After Kargil war memorial, we moved on towards Kashmir.
The scene got more scenic, war ore abundant, streams fuller and frothier, the slopes more grassy.
We spotted Dropati Kund, Zojila war memorial, as we passed. We didn’t stop though.
After some more driving, the Devdar trees came into sight. They glorified the hill slopes. They reminded my father of ancient saints, rishis, for they were often depicted in literature as performing penance in the vicinity of the Devdar trees, so he remarked.

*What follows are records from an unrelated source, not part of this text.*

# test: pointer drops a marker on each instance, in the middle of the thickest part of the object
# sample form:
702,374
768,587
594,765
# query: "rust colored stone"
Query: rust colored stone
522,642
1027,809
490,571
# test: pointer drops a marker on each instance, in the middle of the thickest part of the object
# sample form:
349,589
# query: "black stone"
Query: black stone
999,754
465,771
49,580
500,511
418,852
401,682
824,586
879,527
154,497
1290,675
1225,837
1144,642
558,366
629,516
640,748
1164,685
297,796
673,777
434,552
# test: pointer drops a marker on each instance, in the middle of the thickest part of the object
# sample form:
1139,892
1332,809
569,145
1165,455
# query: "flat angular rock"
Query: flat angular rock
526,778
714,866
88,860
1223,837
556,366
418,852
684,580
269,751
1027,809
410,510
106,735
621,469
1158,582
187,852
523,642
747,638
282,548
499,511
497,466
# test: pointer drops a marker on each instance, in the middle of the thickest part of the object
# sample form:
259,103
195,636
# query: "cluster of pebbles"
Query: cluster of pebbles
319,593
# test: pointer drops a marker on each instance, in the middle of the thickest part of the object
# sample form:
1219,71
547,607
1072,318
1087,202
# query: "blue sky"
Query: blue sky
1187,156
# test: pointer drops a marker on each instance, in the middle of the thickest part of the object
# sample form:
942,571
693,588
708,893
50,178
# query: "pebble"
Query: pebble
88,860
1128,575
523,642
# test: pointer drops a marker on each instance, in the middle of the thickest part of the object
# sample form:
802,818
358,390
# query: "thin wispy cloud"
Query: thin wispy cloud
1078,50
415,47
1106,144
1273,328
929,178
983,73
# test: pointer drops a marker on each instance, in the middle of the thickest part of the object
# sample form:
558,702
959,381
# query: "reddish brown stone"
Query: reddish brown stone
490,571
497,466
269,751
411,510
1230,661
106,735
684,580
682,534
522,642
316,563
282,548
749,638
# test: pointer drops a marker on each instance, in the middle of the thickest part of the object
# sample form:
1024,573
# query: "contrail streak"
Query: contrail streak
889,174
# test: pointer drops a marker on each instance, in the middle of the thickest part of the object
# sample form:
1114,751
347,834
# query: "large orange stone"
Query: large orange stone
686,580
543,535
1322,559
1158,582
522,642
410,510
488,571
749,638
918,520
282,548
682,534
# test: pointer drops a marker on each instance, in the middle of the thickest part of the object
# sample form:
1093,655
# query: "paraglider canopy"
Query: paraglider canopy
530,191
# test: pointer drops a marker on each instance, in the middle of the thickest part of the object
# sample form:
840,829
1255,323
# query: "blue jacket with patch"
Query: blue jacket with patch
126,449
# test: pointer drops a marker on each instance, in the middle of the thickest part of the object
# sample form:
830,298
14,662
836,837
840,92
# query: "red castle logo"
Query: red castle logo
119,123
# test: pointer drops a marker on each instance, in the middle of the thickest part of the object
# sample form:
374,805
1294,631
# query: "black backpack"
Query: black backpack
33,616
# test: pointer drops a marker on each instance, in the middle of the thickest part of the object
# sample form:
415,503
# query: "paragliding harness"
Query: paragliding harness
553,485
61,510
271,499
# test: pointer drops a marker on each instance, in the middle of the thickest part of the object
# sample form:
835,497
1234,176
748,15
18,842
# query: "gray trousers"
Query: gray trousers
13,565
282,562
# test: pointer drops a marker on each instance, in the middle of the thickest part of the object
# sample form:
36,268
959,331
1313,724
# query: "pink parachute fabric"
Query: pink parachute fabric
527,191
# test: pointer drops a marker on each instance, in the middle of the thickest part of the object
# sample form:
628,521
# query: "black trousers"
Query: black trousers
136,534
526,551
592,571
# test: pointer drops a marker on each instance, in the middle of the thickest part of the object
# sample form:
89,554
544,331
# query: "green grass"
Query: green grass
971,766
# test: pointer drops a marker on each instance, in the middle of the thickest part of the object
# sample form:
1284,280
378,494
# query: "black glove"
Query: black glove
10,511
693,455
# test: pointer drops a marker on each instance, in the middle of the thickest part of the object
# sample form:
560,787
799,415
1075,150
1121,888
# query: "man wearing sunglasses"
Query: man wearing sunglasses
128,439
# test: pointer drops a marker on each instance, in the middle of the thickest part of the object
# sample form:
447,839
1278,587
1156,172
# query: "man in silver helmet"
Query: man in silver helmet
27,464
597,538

And then, most unexpectedly, the car stopped and the driver asked us to look at the valley below. We did and were breathless. Thousands of tiny little tents and camps, yellow blue and grey, closed packed together, yet neat, dotted the floor of the valley. Some of them shined like little mirrors, reflecting the sunlight off their metallic roofs. We were looking at the Amarnath pilgrim camps. So this is how it looked. There were helipads in their midst. We even spotted one or two helicopters mid air, very far away and very tiny, like red dragonflies. These were carrying the wealthier of the pilgrims to the holy shrine.
The soil beneath our feet was really really loose but the sight so awe inspiring that I stood over it and moved further to the edge to take more pictures, so as not to miss something.
We continued our descent. Buses and SUV’s seeming like tiny match boxes were lined bumper to bumper on what seemed like an approach road to the camps and elsewhere, huddled together in what seemed like a bus stand.
We did not even know we would get to see this pilgrim camp. It was an unexpected bonanza. A surprise. Something to teach all of us that travel is more about journey than destinations. So also life. But most of them, just wont get it and will move from destination to another and essentially, from one disillusionment to another.